Zentrales Thema der Botschaft Baha'u'llahs ist der Gedanke der Einheit, der sich auf drei Ebenen manifestiert: in der Einheit Gottes, in der mystischen Einheit der Religionen und in der Einheit des Menschengeschlechtes. Theologischer Angelpunkt der Baha'i-Lehre ist das neue heilsgeschichtliche Paradigma der „fortschreitenden Gottesoffenbarung“: Gott offenbart sich der Menschheit nicht einmalig, sondern progressiv, zyklisch wiederkehrend.

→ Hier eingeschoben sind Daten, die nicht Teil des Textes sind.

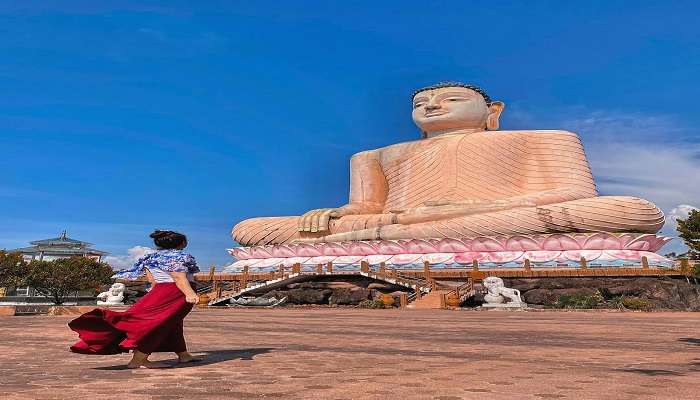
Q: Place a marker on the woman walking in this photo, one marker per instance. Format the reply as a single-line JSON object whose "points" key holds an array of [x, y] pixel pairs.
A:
{"points": [[154, 323]]}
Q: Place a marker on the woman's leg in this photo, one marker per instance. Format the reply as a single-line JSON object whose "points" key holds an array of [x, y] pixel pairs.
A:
{"points": [[140, 360]]}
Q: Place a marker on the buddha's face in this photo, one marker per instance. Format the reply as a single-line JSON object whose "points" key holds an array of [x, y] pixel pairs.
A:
{"points": [[452, 108]]}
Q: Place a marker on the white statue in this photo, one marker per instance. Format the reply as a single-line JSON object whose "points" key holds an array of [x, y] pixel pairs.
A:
{"points": [[113, 297], [498, 293]]}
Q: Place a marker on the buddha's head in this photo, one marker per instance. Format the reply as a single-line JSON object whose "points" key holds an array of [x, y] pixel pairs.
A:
{"points": [[451, 106]]}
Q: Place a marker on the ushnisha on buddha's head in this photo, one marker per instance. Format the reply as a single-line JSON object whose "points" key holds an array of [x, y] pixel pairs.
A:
{"points": [[451, 107]]}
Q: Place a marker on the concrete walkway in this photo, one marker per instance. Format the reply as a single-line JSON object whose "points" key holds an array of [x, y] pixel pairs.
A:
{"points": [[375, 354]]}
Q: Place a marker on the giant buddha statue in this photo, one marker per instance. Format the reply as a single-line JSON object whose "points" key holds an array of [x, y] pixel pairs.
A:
{"points": [[463, 178]]}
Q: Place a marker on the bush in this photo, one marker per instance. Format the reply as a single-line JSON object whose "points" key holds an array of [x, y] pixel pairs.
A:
{"points": [[371, 304], [13, 269], [63, 277], [632, 303], [578, 301]]}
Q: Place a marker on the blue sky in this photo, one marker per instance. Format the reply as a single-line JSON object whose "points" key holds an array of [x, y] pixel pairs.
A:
{"points": [[123, 117]]}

Da die Menschheit sich ständig fortentwickelt und sich demnach zwangsläufig die Umstände und die Fassungskraft der Menschen ändern, muss die Religion eine Erneuerung erfahren, um der Situation entsprechend göttliche Führung leisten zu können. Dies geschieht, indem Gott der Menschheit in bestimmten Zeiträumen göttliche Erzieher schickt. Folglich sind die großen Religionen (wie Judentum, Christentum, Islam u. a.) nicht bloße Wahrheitsteilhaben, sondern göttliche Stiftungen. Ihre heiligen Bücher sind Zeugnisse der Wahrheit, sie stammen letztlich alle aus derselben Quelle. Dem Glauben der Baha'i nach ist Baha'u'llah der Jüngste dieser göttlichen Erzieher, aber nicht der letzte.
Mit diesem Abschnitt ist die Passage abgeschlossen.